Pour la première fois, ils ont convié une poignée de journalistes à assister à un débrief technique du match remporté la veille, données statistiques à l'appui et images vidéo projetées sur un écran géant. L'exposé est passionnant, parfois ardu, mais il donne une idée très claire de la stratégie établie sur ce match par Galthié et son staff. Et, plus largement, des préceptes de jeu de ce quinze de France qui ne s'arrête plus de gagner.
« On ne donne quasiment pas de stats individuelles aux joueurs, explique le sélectionneur en préambule, ce qui parfois les surprend parce qu'ils sont habitués à en être nourris. Nous, ça nous importe peu, on est capable de voir qui joue bien et qui ne joue pas bien. En revanche, on analyse beaucoup la donnée de manière collective. On a besoin de stats qui nous guident vers la performance. Ce sont les KPI (key performance indicators) d'un match. » Illustration en quatre thèmes choisis.
Être fulgurant offensivement
Objectif atteint
Dès le début de son mandat en janvier 2020, Fabien Galthié avait exposé son mantra sur le plan offensif : ne pas posséder la balle trop longtemps au risque de se fatiguer et de s'exposer à des fautes ou des contres adverses. Il en a théorisé une règle dite « 22-22 », « c'est-à-dire ne pas tenir le ballon plus de 22 secondes dans la zone allant de nos 22 aux 22 adverses ». « Nous, on cherche la fulgurance, développe le sélectionneur. Offensivement, l'attaque éclair est plus efficace que le siège. »
Face au Japon, le dogme a été bien respecté avec quatre essais inscrits en première main derrière mêlée ou touche, sur des « blitz » offensifs dévastateurs, notamment les deux de Damian Penaud. Sur un graphique représentant toutes les actions du match avec l'évolution du ballon dans un camp ou un autre, une sorte d'encéphalogramme de la partie, Galthié pointe les courbes abruptes aboutissant à un essai : « Voilà ce qu'on cherche, des flèches ! »

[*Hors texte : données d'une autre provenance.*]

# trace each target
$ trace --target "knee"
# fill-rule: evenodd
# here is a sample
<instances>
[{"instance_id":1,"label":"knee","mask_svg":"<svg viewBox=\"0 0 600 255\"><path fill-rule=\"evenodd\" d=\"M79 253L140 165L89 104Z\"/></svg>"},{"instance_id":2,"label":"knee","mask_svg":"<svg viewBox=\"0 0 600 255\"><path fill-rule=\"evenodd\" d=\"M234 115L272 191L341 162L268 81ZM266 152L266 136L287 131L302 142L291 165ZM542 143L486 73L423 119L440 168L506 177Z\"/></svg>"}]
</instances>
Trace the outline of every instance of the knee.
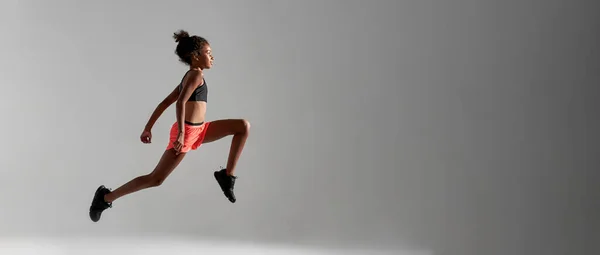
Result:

Bien sûr, les 22 secondes ne sont pas un principe intangible à 100 %. « Ça peut aller un peu plus loin si on a le momentum (la dynamique). Le momentum, c'est un ruck de moins de trois secondes et la ligne d'avantage gagnée, ce qui nous donne le droit à un ruck de plus. » Le propos est illustré par une action du début du match, où les Bleus récupèrent le ballon après un jeu au pied japonais à hauteur de la ligne médiane. S'ensuit un premier temps de jeu sur lequel Mauvaka gagne la ligne d'avantage, un deuxième sur lequel Vakatawa est refoulé par la défense adverse.

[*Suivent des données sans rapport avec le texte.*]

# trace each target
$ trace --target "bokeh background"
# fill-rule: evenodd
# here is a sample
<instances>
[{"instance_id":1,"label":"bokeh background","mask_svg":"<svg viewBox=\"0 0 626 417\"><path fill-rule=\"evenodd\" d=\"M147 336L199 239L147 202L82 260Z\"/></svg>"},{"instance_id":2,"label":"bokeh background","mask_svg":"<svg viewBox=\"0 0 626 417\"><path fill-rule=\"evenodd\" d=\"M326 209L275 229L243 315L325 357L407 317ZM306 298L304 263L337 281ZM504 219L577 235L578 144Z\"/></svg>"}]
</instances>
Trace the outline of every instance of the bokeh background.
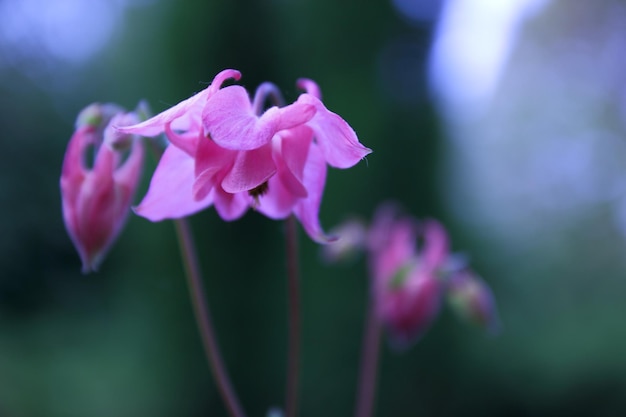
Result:
<instances>
[{"instance_id":1,"label":"bokeh background","mask_svg":"<svg viewBox=\"0 0 626 417\"><path fill-rule=\"evenodd\" d=\"M131 216L85 276L58 187L87 104L158 112L224 68L288 99L315 79L374 150L329 173L326 228L398 201L497 297L496 337L444 309L410 350L385 344L377 416L626 414L624 1L0 0L0 416L226 415L173 225ZM284 394L283 226L192 224L234 385L264 416ZM347 416L367 270L304 234L301 251L301 415Z\"/></svg>"}]
</instances>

La stratégie bleue exigerait alors du jeu au pied, d'ailleurs Jalibert et Jaminet se sont placés en retrait pour cela. Le sélectionneur navigue avec l'aide de Nicolas Buffa entre les différentes prises de vue (ce que vous ne pouvez pas faire depuis votre canapé) et montre les espaces vides dans le troisième rideau japonais. Au lieu de quoi, Lucu alerte ses avants pour un troisième temps de jeu infructueux. Attention, la possession a dépassé les 22 secondes et le momentum est perdu ! « Là, on déjoue et on est puni immédiatement par une pénalité, normal. »
Jouer Haut
Objectif atteint
Par « jouer haut », Galthié entend jouer dans le camp adverse. Sur un schéma représentant le terrain, le camp français (de l'en-but à la ligne médiane) est peint en rouge. L'objectif est d'y passer le moins de temps possible, d'en sortir par un jeu au pied de qualité.
« Au total, on y a passé 3'30'' (ballon en main) pour 23 possessions. Si on le ramène à la possession, ça fait environ 11 secondes pour une moyenne de 0,4 ruck dans notre camp. Moins tu fais de rucks, moins tu y laisses de l'énergie et moins tu risques de faire une faute. On a été dans les standards qu'on s'était fixé en sortant très vite de notre camp. »
Rester discipliné entre les 22
Objectif non atteint
Avant le match, le staff avait réclamé aux joueurs de ne pas concéder plus de quatre pénalités dans la zone allant des 22 aux 22. « Là-haut, on peut faire des fautes, ici, on peut en faire aussi, dit Galthié en pointant les 22 mètres adverses et les 22 mètres français. Mais là (entre les deux lignes des 22 mètres), il ne faut pas en faire. » Pourquoi ? « Une pénalité dans ces zones-là, ça veut dire pénaltouche et t'as 70 % de chance de prendre un essai au niveau international, même si on a un très bon ratio de défense sur touche. »
Dans cette zone, les Bleus ont effectué huit fautes, le double du pré-requis. « C'est le point négatif du match », pointe Galthié alors que c'était un secteur en nette amélioration depuis plusieurs mois.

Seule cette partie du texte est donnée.